Payers have begun to transition to value-based care reimbursement from the more traditional fee-for-service payment system. Executives and financial experts are begrudgingly understanding that it will take longer than expected to adopt the new payment structures. Many obstacles will impact the timing and effectiveness of this transition. Payers should follow some key best practices.
Evaluate the patient population
Steven lash San Diego explain how we can move to value-based care reimbursement effectively, payers will need to understand their subscriber base to understand the type of care and preventive services that will be required from the provider network. The results of this analysis can be communicated to relevant medical facilities to establish appropriate treatment for each patient.
Key strategies payers should include patient risk stratification and population health management analytics. Payers could help inform providers on which members are in need of greater engagement in their chronic disease management. Payers should follow Medicare’s lead and pay for a Chronic Care Management program.
Improvements in hypertension, weight management and sugar control show that it will have a positive impact on patient outcomes, but that usually takes years to benefit the patient and ultimately benefit the overall cost. This of course, is the payer conundrum since patients can change their health plans annually so the payer that has paid for these programs may not reap the benefit.
Passing the financial risk to providers should be done slowly
An important component for moving to outcome-based care is to introduce financial risk gradually. A Carrot and Stick approach is a radical change for providers and cannot be rushed into the provider community. When providers partner with payers through a risk sharing model (aka value based reimbursement), they’re often required to assume more financial risk as opposed to payers taking on more risk in a fee-for-service model.
Quality measures should fit existing provider patient care goals
Healthcare providers often have their own quality improvement goals for their patient population and as of late a standardized set. Payers could effectively transition to value-based care by aligning their quality measures to fit existing goals of their providers. This means that instead of forcing providers to adhere to differing quality metrics between public and commercial health plans, payers would implement their quality measures to align with that of CMS and the MACRA regulations.

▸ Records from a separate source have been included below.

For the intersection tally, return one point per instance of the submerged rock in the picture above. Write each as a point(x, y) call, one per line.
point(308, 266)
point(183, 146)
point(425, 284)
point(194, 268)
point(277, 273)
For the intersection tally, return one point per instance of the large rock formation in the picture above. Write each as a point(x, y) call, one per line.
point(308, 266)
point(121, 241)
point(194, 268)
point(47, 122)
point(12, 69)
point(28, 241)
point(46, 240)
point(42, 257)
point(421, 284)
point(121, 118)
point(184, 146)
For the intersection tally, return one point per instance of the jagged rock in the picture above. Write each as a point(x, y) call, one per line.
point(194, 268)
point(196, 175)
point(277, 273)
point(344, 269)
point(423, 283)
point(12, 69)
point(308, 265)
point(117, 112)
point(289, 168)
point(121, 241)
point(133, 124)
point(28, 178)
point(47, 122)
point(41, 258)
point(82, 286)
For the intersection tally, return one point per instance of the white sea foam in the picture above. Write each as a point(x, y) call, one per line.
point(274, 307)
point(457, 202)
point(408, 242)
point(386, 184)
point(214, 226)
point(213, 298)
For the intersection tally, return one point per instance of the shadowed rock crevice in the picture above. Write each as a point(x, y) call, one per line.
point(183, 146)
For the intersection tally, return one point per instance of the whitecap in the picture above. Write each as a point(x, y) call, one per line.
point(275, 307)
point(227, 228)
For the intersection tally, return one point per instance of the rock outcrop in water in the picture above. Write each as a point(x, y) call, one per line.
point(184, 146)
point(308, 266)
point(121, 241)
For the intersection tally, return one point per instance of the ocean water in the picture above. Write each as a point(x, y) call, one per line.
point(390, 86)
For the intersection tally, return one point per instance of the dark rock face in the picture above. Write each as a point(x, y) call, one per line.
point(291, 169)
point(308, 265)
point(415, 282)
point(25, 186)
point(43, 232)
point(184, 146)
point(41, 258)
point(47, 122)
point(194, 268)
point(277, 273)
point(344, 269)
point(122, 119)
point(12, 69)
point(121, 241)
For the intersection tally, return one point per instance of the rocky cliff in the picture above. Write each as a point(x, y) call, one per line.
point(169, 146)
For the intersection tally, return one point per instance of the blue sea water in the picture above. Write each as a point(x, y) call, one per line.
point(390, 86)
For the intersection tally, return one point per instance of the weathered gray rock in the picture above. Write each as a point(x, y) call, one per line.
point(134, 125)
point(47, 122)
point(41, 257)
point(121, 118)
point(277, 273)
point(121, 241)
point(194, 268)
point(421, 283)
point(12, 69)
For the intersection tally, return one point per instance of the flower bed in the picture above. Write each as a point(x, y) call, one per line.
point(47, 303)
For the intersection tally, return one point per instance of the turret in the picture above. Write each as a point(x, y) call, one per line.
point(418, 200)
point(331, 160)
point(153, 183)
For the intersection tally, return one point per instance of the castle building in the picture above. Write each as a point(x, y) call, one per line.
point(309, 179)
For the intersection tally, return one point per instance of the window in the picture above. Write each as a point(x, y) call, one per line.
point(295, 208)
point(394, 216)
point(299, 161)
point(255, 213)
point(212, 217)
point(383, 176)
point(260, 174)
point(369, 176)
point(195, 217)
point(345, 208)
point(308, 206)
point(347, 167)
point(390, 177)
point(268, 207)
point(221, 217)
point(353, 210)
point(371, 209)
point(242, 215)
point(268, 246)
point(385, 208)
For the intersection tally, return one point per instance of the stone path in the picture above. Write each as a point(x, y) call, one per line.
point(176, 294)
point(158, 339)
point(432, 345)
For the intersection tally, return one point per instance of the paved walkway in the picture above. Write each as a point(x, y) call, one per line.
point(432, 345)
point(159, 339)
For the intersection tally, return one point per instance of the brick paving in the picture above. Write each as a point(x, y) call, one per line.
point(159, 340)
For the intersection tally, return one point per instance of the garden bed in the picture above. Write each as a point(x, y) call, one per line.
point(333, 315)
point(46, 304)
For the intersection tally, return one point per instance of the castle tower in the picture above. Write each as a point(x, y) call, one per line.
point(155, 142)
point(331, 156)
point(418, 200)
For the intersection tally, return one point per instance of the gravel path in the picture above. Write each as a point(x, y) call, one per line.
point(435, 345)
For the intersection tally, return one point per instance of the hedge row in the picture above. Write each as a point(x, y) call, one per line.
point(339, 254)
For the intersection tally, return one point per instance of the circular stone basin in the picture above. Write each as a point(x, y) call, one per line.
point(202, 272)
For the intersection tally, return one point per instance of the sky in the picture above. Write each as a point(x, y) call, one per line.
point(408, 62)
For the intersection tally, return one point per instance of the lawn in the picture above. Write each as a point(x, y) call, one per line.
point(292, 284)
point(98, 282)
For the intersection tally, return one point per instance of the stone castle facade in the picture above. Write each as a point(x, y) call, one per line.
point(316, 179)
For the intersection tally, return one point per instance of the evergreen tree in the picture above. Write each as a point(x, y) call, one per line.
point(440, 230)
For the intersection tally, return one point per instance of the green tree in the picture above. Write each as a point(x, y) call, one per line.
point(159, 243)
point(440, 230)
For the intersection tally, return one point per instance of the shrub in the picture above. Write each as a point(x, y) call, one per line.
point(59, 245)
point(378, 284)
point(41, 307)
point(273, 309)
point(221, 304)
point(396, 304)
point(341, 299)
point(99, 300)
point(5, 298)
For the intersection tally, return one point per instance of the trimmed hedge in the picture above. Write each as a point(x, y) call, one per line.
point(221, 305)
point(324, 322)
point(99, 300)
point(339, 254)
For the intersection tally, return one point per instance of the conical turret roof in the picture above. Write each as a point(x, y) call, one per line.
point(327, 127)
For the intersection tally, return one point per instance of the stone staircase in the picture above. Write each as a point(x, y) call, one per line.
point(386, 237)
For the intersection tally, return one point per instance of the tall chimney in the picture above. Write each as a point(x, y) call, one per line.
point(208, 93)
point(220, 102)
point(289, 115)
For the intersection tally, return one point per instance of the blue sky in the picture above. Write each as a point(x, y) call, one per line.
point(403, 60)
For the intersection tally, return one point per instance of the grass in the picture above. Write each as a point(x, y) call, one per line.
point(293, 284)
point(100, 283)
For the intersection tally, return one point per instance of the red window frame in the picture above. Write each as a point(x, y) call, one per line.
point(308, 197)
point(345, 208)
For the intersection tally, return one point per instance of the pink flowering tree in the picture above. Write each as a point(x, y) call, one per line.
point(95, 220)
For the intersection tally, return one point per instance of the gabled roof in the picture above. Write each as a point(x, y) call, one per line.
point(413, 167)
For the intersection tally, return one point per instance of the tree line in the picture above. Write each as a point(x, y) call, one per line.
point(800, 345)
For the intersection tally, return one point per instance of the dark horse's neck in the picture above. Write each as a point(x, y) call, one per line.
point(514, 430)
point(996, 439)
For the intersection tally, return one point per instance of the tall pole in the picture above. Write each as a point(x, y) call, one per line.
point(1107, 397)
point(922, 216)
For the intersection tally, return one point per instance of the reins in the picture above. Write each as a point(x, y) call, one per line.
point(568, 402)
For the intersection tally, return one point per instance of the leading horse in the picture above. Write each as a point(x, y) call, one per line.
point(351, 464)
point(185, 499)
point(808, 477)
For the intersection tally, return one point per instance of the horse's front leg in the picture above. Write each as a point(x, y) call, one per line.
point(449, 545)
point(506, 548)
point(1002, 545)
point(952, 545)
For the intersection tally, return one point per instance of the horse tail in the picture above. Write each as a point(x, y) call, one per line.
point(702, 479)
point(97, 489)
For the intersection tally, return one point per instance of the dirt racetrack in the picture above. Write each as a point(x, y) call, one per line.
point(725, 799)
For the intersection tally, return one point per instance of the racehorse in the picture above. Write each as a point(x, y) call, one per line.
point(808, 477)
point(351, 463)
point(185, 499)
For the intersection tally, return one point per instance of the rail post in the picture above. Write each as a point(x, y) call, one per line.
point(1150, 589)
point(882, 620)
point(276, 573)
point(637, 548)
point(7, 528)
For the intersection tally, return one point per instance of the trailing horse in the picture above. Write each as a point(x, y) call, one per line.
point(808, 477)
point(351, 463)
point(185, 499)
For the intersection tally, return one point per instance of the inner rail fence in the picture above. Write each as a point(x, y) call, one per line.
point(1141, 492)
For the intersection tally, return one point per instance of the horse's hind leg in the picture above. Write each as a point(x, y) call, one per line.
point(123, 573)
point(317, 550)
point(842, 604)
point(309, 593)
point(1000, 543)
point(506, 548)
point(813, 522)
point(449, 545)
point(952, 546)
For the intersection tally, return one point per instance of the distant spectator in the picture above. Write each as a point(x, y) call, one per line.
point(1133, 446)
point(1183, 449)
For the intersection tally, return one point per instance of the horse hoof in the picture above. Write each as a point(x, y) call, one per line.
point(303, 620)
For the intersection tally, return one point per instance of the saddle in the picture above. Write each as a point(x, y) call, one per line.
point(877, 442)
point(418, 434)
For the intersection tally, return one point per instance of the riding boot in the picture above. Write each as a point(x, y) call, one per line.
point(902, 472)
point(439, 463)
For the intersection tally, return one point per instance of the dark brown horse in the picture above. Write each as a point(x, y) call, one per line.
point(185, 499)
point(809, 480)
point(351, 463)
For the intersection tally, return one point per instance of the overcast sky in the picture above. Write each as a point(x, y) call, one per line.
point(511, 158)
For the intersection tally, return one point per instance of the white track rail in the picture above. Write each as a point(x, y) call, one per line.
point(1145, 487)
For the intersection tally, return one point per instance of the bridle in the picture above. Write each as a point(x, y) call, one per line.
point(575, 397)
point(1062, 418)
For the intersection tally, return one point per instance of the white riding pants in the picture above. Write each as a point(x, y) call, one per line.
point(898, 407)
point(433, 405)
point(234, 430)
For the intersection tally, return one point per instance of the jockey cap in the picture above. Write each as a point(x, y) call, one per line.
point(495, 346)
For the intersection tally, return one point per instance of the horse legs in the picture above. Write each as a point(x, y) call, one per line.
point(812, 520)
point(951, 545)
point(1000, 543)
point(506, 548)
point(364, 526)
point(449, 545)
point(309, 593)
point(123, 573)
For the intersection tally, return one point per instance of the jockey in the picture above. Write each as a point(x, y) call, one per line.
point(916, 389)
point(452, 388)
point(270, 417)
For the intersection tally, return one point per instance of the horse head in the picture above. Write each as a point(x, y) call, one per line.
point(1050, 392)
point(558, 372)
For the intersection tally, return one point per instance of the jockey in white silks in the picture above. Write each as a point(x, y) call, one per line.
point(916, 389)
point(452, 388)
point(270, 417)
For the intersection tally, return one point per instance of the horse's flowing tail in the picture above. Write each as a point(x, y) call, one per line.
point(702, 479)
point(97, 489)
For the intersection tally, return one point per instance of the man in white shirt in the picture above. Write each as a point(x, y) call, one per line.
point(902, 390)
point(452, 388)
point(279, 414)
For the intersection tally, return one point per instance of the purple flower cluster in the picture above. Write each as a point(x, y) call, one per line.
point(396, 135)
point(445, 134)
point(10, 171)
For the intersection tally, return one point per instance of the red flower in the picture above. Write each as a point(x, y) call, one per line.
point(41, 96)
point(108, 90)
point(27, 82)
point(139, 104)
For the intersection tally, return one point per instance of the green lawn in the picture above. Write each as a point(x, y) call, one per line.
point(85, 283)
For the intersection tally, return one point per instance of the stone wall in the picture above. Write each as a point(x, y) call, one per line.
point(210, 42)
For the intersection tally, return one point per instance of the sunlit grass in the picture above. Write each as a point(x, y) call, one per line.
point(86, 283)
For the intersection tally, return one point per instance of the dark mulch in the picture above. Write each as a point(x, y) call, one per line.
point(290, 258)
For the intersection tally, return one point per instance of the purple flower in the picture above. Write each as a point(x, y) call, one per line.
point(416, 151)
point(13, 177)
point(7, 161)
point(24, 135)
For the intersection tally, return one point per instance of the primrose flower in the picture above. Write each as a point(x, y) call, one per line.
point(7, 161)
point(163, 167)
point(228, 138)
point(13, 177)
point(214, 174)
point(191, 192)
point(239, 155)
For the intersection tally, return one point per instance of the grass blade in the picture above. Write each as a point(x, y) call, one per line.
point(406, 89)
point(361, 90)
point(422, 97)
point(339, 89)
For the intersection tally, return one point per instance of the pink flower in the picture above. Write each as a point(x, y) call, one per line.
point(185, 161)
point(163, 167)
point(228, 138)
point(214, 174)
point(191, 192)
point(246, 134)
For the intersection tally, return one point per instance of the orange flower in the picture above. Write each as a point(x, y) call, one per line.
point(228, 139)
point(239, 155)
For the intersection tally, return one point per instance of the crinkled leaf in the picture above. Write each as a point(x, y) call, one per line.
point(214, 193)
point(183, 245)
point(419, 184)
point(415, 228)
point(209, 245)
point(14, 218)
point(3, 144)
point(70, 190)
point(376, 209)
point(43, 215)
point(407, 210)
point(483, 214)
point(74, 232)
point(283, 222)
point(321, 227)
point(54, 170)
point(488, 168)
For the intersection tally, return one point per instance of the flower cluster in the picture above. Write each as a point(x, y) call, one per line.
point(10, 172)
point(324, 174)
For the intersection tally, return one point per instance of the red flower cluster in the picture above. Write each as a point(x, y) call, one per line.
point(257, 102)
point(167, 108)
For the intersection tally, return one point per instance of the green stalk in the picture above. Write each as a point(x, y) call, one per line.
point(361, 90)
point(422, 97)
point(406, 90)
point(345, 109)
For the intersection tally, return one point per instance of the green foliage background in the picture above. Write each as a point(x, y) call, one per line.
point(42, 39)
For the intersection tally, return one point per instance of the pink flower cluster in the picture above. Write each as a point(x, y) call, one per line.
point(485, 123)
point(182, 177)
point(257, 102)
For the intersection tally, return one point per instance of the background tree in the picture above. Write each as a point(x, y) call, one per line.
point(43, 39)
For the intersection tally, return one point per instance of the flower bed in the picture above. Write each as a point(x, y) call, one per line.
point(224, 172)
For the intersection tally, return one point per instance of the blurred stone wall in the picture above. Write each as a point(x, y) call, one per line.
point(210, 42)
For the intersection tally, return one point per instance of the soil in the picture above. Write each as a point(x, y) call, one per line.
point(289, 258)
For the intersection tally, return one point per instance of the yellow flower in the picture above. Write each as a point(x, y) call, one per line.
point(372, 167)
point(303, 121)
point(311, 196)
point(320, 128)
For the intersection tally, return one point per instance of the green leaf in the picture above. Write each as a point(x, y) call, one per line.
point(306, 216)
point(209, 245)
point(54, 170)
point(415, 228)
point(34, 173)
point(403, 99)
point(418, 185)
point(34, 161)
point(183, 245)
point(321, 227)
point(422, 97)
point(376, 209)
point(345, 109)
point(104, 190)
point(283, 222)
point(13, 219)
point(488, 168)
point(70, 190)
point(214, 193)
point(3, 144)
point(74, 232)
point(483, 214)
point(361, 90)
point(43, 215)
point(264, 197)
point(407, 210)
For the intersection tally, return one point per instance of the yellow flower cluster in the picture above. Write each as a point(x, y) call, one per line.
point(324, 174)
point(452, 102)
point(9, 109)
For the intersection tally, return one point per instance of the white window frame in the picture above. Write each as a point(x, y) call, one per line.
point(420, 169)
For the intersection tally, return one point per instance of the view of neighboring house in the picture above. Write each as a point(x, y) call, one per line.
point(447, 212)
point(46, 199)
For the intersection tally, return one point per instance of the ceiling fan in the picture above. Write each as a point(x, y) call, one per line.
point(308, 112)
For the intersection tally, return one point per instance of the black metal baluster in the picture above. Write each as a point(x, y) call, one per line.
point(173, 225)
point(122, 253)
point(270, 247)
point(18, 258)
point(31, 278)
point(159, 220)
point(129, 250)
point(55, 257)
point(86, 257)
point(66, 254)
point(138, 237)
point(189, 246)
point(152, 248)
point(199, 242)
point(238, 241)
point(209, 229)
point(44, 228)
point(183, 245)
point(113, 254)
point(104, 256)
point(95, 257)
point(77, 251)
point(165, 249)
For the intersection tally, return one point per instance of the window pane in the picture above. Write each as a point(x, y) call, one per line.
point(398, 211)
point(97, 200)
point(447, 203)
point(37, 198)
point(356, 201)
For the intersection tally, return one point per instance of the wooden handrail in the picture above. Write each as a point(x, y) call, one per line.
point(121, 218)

Support healthcare delivery reform
Payers should follow Medicare’s lead and actively support changes in the healthcare delivery change. ACOs have been shown (when well run with good leadership and tools) to improve quality and reduce costs. In their infancy Medicare economically supported the formation of these ACOs. Additionally, models such as patient centered medical homes have also driven down costs and improved patient care.
Member engagement and empowerment
Steven lash San Diego explain how you can see the best results from value-based care reimbursement it will be necessary to invest in patient engagement and for patients to assume accountability for their health. Patients with the tools needed to make appropriate decisions in their healthcare shopping are more likely to choose more affordable options to the benefit of their wallet.